IDRT’s Gesture Recognition Research
design element to separate sections

Gesture Recognition

Through the use of the AcceleGlove™ and 3D depth-sensing camera technology, IDRT is currently developing gesture recognition ⁄ capture software and hardware for finger, hand, and arm movements.


How the Technology Works

The AcceleGlove™ is a nylon glove that uses six integrated sensors to measure motion and orientation of the hand, wrist, and fingers (18 degrees of freedom in total). The six sensors are all 3-axis MEMS accelerometers. One accelerometer is located on the back of each finger, and one is on the back of the hand. The signals are analyzed and recorded by the microcontroller. The recorded hand trajectory and finger positions are processed by the algorithms to determine the correct gesture, i.e. letter, word, or command. The microcontroller coverts the findings to ASCII characters. Last, the ASCII characters (output-text, speech, video, or command) can be sent to PC’s, tablets, smart phones, or smart televisions.



The primary application is as an input device for translating American Sign Language hand gestures to English text and speech. As part of a military or medical first responder communication system, for example, individuals can communicate with each other through standard hand signals without being in the line of sight of each other. The AcceleGlove™ can also capture hand or finger movements to act as commands for controlling consumer electronics, robots, and video games. The technology can be expanded to capture all body movements for sports training and physical therapy applications.


Next Stage, Add a Locator

The AcceleGlove™ cannot determine the position of a hand gesture relative to the body; hence the glove requires a “locator.” For example, the sign for the alphabet letter “n” is a fist with the thumb tucked under the index and middle fingers and signed to the side of the body or in front of the torso. However, if it is signed close to an individual’s jawline, the gesture means “niece.” If it is signed close to an individual’s temple, it means “nephew.” The addition of a camera to the glove enables the system to determine the position of the hand relative to the body and identify gestures more accurately.



How can data captured by the AcceleGlove™ be accessed?
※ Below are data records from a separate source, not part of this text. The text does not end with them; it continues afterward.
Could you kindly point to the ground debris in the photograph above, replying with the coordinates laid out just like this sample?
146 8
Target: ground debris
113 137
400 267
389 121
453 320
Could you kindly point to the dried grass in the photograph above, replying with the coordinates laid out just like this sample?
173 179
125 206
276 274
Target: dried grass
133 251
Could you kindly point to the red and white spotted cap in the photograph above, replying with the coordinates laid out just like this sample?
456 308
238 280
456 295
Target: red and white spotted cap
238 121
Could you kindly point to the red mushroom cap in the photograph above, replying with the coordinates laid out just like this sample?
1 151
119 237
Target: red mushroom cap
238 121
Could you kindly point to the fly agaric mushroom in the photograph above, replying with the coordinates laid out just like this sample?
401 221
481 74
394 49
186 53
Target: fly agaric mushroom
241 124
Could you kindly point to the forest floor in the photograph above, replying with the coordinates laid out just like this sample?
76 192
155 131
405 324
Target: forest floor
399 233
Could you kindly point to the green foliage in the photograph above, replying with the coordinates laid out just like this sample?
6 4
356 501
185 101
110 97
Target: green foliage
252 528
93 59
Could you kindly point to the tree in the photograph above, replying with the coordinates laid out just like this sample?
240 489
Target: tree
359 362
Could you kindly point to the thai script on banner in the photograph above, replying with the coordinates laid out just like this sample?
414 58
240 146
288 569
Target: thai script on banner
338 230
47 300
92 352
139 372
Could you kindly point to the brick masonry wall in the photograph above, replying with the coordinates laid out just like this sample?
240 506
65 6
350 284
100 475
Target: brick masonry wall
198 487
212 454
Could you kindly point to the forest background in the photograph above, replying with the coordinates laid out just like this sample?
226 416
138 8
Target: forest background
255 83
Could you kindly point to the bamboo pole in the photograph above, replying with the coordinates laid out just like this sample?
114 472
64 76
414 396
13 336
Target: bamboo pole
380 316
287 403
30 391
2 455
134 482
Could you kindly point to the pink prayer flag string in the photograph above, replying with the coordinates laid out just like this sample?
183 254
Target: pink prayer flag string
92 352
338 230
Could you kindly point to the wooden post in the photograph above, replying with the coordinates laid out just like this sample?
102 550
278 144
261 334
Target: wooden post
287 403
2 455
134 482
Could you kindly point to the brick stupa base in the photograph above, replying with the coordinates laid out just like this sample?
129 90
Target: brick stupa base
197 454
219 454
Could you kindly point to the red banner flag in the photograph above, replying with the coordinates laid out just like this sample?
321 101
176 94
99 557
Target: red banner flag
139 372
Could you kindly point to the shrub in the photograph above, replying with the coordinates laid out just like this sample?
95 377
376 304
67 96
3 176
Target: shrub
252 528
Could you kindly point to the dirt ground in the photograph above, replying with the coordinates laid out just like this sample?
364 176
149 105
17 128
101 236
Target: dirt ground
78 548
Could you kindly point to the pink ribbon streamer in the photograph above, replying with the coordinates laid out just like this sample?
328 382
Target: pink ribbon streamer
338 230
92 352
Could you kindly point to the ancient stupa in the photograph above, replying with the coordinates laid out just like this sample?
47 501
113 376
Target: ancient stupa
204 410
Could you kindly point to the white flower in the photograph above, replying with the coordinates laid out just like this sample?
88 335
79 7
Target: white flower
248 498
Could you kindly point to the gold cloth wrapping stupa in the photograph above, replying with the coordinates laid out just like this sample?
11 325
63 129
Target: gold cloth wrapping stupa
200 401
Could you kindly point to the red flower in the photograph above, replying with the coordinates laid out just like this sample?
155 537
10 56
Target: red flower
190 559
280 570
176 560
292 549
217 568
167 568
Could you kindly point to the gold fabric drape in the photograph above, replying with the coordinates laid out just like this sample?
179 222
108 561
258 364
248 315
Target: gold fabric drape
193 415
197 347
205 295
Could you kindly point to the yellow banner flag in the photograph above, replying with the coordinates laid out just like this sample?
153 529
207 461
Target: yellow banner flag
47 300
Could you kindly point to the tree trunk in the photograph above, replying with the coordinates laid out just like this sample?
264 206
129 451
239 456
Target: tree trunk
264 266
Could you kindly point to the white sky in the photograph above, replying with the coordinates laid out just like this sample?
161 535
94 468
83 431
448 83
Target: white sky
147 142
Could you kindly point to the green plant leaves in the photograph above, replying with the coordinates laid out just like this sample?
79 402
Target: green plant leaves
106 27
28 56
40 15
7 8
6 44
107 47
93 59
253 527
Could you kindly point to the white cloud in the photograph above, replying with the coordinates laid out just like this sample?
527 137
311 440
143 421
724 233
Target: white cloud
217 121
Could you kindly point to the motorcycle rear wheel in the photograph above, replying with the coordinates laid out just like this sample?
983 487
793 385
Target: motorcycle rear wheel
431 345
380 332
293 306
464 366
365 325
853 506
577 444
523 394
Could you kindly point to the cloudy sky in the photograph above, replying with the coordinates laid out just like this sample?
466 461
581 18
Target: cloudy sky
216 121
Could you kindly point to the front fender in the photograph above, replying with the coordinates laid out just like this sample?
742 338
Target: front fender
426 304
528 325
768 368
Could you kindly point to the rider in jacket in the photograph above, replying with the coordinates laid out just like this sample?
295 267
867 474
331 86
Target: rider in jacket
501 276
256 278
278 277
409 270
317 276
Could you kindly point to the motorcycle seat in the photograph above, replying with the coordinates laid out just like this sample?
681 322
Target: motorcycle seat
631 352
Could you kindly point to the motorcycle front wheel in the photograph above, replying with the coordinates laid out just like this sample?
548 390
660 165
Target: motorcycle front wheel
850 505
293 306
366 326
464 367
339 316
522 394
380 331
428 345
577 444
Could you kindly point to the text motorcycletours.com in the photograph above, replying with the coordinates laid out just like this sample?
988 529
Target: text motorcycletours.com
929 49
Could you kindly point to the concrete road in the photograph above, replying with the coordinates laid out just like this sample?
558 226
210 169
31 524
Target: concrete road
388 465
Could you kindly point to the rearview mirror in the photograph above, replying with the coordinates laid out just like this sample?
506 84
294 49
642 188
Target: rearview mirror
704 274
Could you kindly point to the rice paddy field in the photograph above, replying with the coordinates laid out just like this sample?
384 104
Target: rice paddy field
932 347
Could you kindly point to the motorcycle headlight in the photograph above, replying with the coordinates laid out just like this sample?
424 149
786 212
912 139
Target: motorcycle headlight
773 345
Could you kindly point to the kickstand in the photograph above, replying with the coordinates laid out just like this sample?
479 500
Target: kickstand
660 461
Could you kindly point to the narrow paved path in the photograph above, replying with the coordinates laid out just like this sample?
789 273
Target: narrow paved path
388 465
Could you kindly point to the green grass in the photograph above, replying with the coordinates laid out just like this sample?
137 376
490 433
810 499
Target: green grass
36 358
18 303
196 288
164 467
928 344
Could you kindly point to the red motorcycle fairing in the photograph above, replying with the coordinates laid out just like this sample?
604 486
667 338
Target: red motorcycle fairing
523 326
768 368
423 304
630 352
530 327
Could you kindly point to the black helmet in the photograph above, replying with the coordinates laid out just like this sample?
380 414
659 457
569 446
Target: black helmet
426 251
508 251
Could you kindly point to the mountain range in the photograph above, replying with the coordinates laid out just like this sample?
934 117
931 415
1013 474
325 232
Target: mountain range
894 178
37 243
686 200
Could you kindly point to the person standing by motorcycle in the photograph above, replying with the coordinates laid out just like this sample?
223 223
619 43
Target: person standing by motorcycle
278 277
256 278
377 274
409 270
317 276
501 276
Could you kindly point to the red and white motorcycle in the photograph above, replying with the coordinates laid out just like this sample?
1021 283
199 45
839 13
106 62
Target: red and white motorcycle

  • In raw form, by reading a COM port. Can be accessed in Java by including a JAR file or in C++ by including a DLL file.

What is the AcceleGlove™ Software Development Kit (SDK) ⁄ Visualizer?

  • Open-sourced software that can read the glove input and visualize the data as a graph.

  • It can read multiple inputs for the same gesture and applies machine learning algorithms to “learn” a gesture.

  • It can learn a set of gestures and save them as (SQLite) gestural language database. The database can be easily integrated into any host application to make the gestural language accessible to it.

  • It is Java-based and requires Java Runtime Environment (JRE) to run.

What operating systems can I use with the AcceleGlove™?

  • Windows XP or Vista ⁄ Mac OS X (10.4 or higher, Intel-based) ⁄ Linux (Kernel 2.6.9 or higher).

  • Minimum of 512MB of RAM.

What are the orientation and acceleration ranges of the AcceleGlove™?

  • The orientation range is 180 degrees for each axis (x,y,z). The acceleration range is + ⁄ - 1.5g.

How sensitive are the AcceleGlove™ accelerometers?

  • The analog accelerometers measure data with a sensitivity of .0287 m ⁄ s2.

What is the resolution of AcceleGlove™ data?

  • The resolution is 10 bits A⁄D for each axis.

What is the sampling rate of the AcceleGlove™?

  • The maximum sampling rate is 35Hz (630 axes per second).


Intellectual Property

  • 7565295, Method and apparatus for translating hand gestures, issued July 21, 2009: Glove and arm link.

  • 20100063794, Method and apparatus for translating hand gestures, filed July 21, 2009: Glove and arm link.

  • 20100023314, ASL Glove with 3-Axis Accelerometers, filed August 8, 2007: 3-axis accelerometers

  • 61/620,182, Glove-Based Gesture Processing System, filed April 4, 2012: Glove ⁄ camera gesture recognition system.